Départ de la balade du jour à l'hôtel Orchidea, 3***, à dix minutes du centre, un peu en hauteur. C'est un chouette hôtel encore, et sur une petite rue pavée à sens unique, au calme. C'est vraiment bien. On aura vraiment eu des hébergements de qualité tout du long de notre séjour. On dépose les valises, on se crème pour la cinquante millième fois, et hop, c'est parti ! On arrive sur la place de la mairie en à peine dix minutes.

Là, difficile de faire sans les humains et les voitures... 

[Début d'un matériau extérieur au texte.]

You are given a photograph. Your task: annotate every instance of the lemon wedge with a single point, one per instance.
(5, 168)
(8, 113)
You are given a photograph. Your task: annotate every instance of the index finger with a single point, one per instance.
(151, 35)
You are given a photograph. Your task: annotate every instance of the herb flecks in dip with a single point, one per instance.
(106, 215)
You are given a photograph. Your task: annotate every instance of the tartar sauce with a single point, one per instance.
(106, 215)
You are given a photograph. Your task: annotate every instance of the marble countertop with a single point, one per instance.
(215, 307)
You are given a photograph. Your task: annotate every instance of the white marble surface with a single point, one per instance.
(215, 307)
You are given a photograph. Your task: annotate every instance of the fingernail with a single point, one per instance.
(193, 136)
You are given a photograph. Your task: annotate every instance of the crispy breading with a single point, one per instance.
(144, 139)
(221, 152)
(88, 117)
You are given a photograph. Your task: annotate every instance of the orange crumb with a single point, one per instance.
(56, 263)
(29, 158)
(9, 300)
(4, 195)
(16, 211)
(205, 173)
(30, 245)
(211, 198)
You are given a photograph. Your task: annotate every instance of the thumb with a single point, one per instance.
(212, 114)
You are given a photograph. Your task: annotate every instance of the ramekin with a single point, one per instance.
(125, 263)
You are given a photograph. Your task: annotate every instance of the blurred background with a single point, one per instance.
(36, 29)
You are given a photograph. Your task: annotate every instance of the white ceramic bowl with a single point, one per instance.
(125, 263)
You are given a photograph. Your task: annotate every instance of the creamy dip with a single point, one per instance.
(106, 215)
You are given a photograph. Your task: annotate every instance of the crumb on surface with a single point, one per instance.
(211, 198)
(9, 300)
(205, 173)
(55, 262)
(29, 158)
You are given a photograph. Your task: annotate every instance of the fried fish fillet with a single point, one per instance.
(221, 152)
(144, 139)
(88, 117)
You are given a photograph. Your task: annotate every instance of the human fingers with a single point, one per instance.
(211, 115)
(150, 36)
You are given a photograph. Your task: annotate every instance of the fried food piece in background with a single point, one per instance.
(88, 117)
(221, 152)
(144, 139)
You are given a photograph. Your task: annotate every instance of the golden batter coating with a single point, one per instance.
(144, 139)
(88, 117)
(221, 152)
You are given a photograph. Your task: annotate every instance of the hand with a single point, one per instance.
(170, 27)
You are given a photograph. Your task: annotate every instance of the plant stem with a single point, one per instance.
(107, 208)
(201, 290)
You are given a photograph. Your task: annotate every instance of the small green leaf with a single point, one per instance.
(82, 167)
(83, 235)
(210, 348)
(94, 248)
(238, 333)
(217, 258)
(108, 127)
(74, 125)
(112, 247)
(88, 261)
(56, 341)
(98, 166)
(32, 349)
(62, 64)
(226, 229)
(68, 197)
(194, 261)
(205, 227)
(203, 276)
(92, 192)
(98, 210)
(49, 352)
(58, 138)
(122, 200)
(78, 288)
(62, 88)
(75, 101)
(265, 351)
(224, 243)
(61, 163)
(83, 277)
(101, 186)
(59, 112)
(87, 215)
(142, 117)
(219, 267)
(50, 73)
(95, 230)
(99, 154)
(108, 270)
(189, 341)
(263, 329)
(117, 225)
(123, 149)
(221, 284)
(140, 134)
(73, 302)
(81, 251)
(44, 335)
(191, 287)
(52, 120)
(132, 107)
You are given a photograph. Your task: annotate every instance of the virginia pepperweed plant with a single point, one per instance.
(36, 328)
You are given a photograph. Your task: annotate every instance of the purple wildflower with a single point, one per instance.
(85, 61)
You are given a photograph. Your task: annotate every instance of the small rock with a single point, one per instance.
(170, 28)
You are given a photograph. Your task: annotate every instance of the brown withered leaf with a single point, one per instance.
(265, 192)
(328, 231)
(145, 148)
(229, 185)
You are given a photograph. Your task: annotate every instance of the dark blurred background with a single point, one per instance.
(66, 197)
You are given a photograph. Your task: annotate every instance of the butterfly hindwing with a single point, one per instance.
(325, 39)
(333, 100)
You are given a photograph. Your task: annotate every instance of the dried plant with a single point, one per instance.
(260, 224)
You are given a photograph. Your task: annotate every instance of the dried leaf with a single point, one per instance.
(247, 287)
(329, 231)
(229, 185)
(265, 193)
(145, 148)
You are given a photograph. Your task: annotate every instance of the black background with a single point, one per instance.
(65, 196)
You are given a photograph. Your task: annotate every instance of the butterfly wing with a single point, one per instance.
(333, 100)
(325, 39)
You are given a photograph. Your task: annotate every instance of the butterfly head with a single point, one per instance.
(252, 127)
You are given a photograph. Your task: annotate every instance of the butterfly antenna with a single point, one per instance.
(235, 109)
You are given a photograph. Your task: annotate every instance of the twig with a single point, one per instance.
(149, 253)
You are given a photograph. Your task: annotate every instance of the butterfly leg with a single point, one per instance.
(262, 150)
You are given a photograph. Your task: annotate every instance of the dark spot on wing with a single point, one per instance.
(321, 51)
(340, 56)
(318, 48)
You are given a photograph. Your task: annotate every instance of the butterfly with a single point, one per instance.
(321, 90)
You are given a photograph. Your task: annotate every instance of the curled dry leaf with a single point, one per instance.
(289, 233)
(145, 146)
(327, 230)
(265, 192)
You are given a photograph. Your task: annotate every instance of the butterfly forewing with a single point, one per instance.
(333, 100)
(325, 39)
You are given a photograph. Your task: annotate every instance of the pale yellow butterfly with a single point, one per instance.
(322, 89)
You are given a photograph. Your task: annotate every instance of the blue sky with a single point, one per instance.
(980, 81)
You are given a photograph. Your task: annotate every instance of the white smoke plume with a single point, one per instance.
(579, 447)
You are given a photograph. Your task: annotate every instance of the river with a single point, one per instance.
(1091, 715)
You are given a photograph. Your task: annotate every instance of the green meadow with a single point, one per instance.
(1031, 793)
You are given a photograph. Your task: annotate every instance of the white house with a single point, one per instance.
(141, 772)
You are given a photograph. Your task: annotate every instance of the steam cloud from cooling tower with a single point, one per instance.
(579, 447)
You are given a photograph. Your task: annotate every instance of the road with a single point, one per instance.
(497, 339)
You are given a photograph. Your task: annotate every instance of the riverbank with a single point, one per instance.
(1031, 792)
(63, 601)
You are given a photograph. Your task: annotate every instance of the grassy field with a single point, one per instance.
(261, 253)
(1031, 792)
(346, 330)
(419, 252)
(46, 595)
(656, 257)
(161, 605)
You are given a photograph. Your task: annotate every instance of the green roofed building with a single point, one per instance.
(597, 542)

Funchal n'est pas très jolie comme ville, à mon goût. Les bâtiments ne sont vraiment pas exceptionnels, exceptés les quelques bâtiments officiels et religieux. Cependant, j'aime bien ces dallages, et cette architecture simple et blanche; ça donne une impression de fraîcheur agréable pour une ville.

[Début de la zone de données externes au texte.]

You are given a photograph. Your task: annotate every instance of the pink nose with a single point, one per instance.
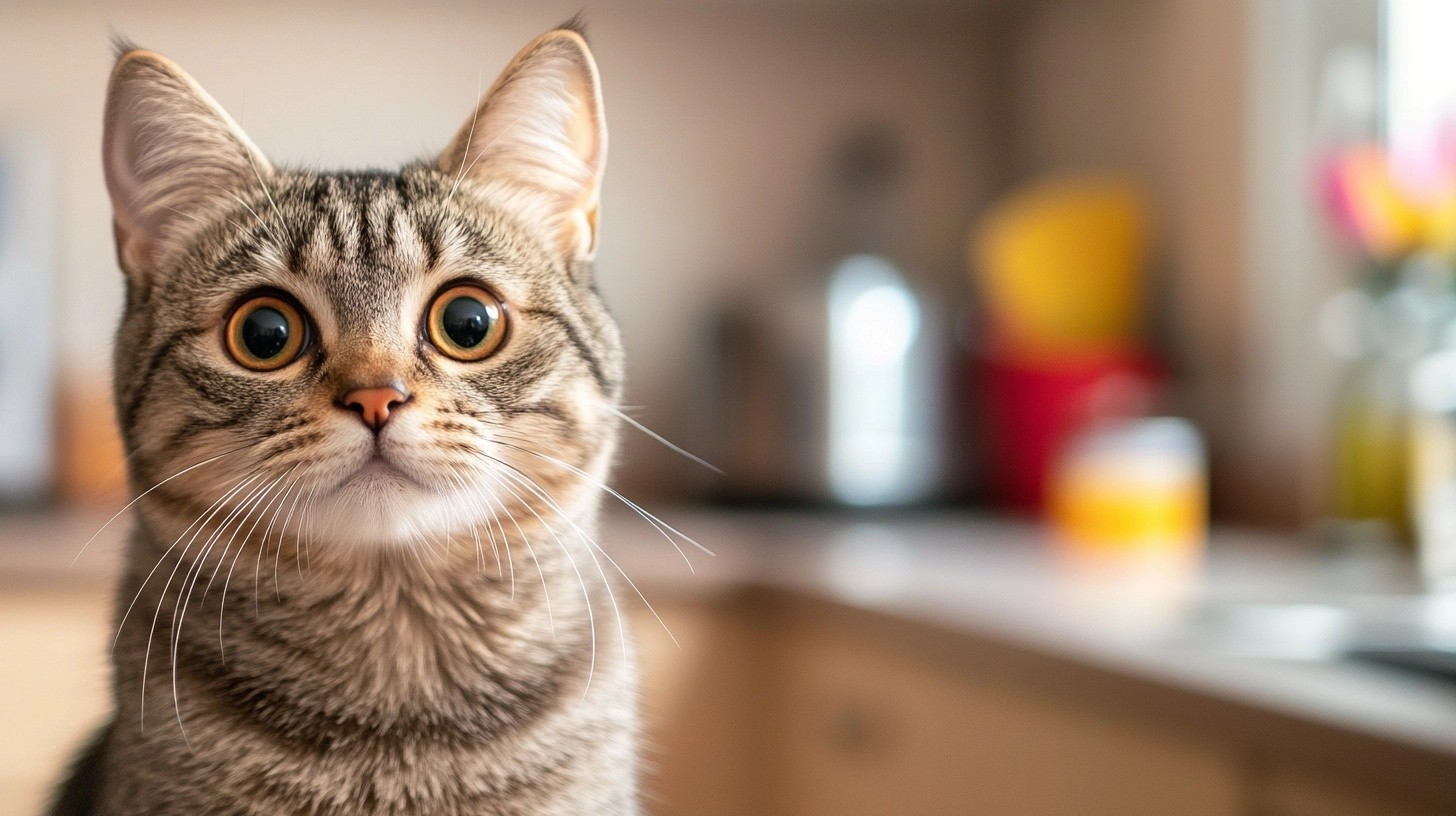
(374, 405)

Très agréables rues pavées, soignées, aérées.  

On visite la cathédrale, au style manuélin (foison de symboles marins, liés aux découvertes et à la marine portugaise). De l'extérieur, c'est assez sobre; à l'intérieur... et bien... c'est doré.

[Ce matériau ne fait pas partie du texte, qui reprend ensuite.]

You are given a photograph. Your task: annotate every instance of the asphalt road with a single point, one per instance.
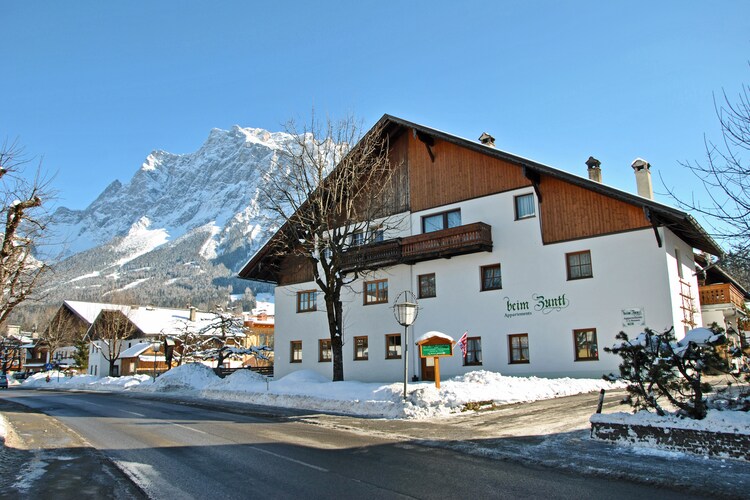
(178, 451)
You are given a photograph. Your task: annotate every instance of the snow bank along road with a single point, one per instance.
(177, 451)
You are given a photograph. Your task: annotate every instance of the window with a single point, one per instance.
(440, 221)
(518, 348)
(525, 206)
(579, 265)
(585, 345)
(361, 352)
(473, 351)
(295, 348)
(324, 350)
(326, 253)
(307, 301)
(357, 239)
(376, 292)
(426, 286)
(393, 346)
(491, 278)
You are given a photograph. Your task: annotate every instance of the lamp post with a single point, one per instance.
(405, 310)
(155, 347)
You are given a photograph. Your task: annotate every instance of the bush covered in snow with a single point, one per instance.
(656, 366)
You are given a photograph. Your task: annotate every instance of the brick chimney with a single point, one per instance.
(642, 170)
(595, 171)
(487, 139)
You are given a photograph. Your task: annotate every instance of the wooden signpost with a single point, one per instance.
(436, 347)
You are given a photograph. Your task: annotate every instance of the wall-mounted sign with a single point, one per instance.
(435, 350)
(634, 317)
(539, 303)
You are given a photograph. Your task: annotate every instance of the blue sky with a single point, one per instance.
(93, 87)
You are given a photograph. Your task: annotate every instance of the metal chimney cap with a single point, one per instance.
(640, 164)
(487, 139)
(593, 162)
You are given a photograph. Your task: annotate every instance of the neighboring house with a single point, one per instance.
(148, 325)
(723, 301)
(142, 359)
(15, 350)
(260, 332)
(542, 268)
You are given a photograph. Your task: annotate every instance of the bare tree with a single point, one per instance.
(338, 191)
(110, 329)
(62, 330)
(24, 217)
(10, 353)
(725, 175)
(224, 330)
(187, 341)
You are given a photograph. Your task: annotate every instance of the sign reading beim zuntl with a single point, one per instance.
(538, 304)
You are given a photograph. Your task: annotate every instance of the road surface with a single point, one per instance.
(178, 451)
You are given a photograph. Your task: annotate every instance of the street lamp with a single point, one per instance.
(155, 346)
(405, 310)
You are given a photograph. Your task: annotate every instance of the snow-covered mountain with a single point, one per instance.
(178, 231)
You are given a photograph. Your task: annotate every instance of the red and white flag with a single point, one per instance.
(463, 341)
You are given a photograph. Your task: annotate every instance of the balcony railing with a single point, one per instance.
(446, 243)
(723, 293)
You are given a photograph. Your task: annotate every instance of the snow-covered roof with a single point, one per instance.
(135, 350)
(151, 320)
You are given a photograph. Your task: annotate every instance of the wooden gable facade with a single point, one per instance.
(436, 169)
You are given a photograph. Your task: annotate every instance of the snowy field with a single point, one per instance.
(309, 390)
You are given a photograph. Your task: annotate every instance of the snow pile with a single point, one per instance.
(737, 422)
(310, 390)
(189, 377)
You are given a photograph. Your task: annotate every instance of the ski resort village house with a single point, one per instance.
(135, 329)
(541, 267)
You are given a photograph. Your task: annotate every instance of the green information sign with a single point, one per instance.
(436, 350)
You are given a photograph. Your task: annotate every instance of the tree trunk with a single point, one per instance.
(334, 310)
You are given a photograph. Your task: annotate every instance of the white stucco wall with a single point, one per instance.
(630, 271)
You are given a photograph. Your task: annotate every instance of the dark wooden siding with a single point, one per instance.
(456, 174)
(295, 269)
(571, 212)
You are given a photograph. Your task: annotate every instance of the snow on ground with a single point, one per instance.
(309, 390)
(737, 422)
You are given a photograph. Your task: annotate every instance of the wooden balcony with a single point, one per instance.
(372, 256)
(447, 243)
(723, 293)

La cathédrale de l'extérieur. 
A l'intérieur, c'est lumineux, et chargé. Les plafonds sont caractéristiques (en bois, sculpté). 

Après cette visite, direction une institution gastronomique de la ville ! La biscuiterie/confiserie Santo Antonio, aux produits excellents (nous avons notamment goûté le gâteau au chocolat et à la mélasse) et au magasin haut en couleurs.

On dirait des faïences ! Mais non, ce sont des boîtes à gâteaux. Saluons le génie de Guillaume : personne sur la photo... !! 

Nous poursuivons notre découverte de la ville avec le marché de Funchal, mondialement réputé. J'attends depuis des semaines ces étals de fleurs éclatantes dont j'ai entendu parler, que j'imagine très bien dans ma tête...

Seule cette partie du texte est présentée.